Ama güneşin yüz gösterdiği ilk saatlerde aniden kesildi o ağrı, sızı. Şimdi kollarını hareket ettirince sanki tüm vücuduna elektrik akımı yayılıyormuş gibi oluyordu. Yavaş yavaş bedenini yattığı yerden doğrulttu. Sevgilisi uyanana dek onu izledi yine. Hayatı boyunca sevdalandığı şeyleri geçirdi aklından: önce babası, sonra İzmir...Leon bildiği, içine işlediği her şeyden bir anda koparmıştı onu; varlığından bi'haber olduğu, tüm dengesini allak bullak eden bir dünyanın merkezine koymuştu. Yıllar geçse de bu dünya ona yabancı gelecekti. O'nun yanındayken içinde yeşeren hislere hiç alışamayacaktı. Bazen tutunduğu tek dal bu hisler oluyordu, bazense kurtulmak istiyordu tüm bunlardan. Leon sanki onu her şeyden koruyabilirmiş gibi, Leon sanki onu her an öldürebilirmiş gibi...
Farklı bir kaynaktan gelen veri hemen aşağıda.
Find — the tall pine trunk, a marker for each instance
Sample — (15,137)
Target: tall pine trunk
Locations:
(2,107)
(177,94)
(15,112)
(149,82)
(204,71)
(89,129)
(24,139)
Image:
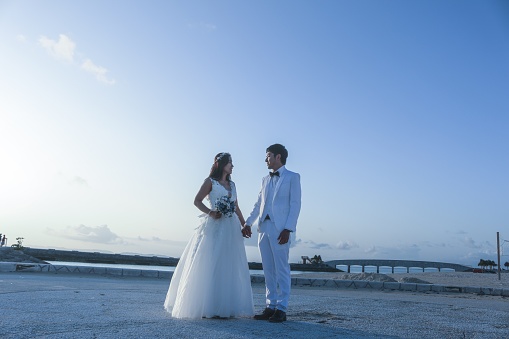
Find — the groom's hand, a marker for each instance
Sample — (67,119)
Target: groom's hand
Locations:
(284,236)
(246,231)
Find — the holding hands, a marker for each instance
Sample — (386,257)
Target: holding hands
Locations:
(246,231)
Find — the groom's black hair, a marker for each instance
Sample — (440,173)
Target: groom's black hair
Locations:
(279,149)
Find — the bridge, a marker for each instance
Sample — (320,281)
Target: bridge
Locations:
(396,263)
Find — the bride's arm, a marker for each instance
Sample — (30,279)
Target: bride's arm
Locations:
(205,189)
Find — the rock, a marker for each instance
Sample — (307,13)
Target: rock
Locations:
(413,280)
(8,254)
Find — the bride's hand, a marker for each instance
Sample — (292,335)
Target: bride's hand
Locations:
(215,214)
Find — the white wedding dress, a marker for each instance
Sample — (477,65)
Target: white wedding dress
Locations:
(212,276)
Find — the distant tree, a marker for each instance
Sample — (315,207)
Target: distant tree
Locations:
(19,244)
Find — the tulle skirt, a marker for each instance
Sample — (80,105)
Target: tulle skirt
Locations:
(212,277)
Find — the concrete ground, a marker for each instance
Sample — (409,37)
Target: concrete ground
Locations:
(45,305)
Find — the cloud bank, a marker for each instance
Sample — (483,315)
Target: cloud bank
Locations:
(64,49)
Leon ve Fedor uyandıktan sonra dünki rutinin aynısını yaşadılar. Sustular, sustular, sustular. Adam suskunluğunun pişmanlığını hayatı boyunca çekeceğini bilmeyerek sustu. Kadın da O sustuğu için susmuştu. Boğazındaki yumruyu bir yok sayabilse; anlatsa neyinin olduğunu, iki kelam edebilseler...Bu fikir dönüp duruyordu Hilal'in kafasında ama sonra? Sonra ne olacaktı? Ne değişecekti? Çektiği ızdırabı sevgilisine anlattıktan sonra sadece kendini rahatlatabilirdi. Ona son sözleri bu olmamalıydı, ömrü boyunca Hilal'i böyle hatırlamamalıydı Leon.
Yapacak bir şeyleri yoktu konuşmaktan başka ama konuşmuyorlardı işte; Leon Fedor'u yıkarken Hilal'de vücudunu esnetmeye çalışıyordu. Çabası bir sonuç verebilseydi yemin ediyordu içinden kendine: Leon'a sarılacaktı. Ama nafile, uyuşukluğu geçmemişti, bir hareketiyle bütün vücuduna bir akım yayılıyordu adeta.
Su sesi kesilince çabalarına da son verdi Hilal. Leon'u bekledi sessizce. Ama gelmedi. Çocuğu uyutmakla meşguldü, hem de Hilal'in yanındayken susmaya dayanamıyordu artık. Mavi gözleri ona hep dolu dolu bakarken birbirlerine tek kelam etmemelerine dayanamıyordu... Ölmek vardı işin ucunda. Söz verdiği gibi birlikte ölebilirlerdi tabii ama, Fedor vardı. Bunu ona yapamazdı. Hilal'in de istemeyeceğini biliyordu zaten. Ama nasıl dayanacağını bilmiyordu Leon. Hilal'den sonraki hayatı bilmek istemiyordu, öğrenmek istemiyordu. Kızgındı...Aşk değildi kızdığı şey; kaderdi. Çekilen onca acının, çilenin sonu bu olmamalıydı! Dayanmak istemiyordu Leon. Ama dayanamayacağından da korkuyordu. Sessiz ağlamasıyla, hıçkırıklarıyla sarsılan bedenini oğlunun yanına attı. Bilinci kapanana dek gözyaşı dökmesine rağmen içindeki ateş biraz olsun bile sönmedi. Sevda böyle bir şeydi.
Hilal de yatmıştı ama uyuyamadı bir süre. Sevgilisini bekledi durdu. Bir ara gözlerini yumdu; belki uyuduğunu görür, iki kelam eder, sarılır ona diye...Yine gelmedi. Ömrünün kısalığını bilmese sonuna kadar böyle yatarak beklerdi onu. Ne de olsa rahatsızlık duymuyordu vücudunda. Bedenini hissedemezken içi nasıl bu derece yangın yeriydi anlayamıyordu. Annesini ve babasını, ablasını ve abisini düşünmek Leon'la Fedor'u düşünmek kadar acı veriyordu ona. Onlara söylememekle hata mı yapmıştı? Hayır, daha önce yine kendisini ölümün koynunda görmesinler diye zindanda asmaya kalkmıştı. Leon oradayken onu anladığını söylemişti ona...Şimdi burada, yanında olsa, 'seni anlıyorum' dese Hilal'e! Haklı olduğunu söylese...Bi'nebze vicdanı rahatlardı Hilal'in. Ailesi kim bilir bu halde olduğunu bilselerdi ne yaparlardı, öldükten sonra ne yapacaklardı?...Bedeni kaldıramıyordu bunları tabii, ruhu da kaldıramayacak kıvama gelmişti. Yavaş yavaş gözlerini kapadı.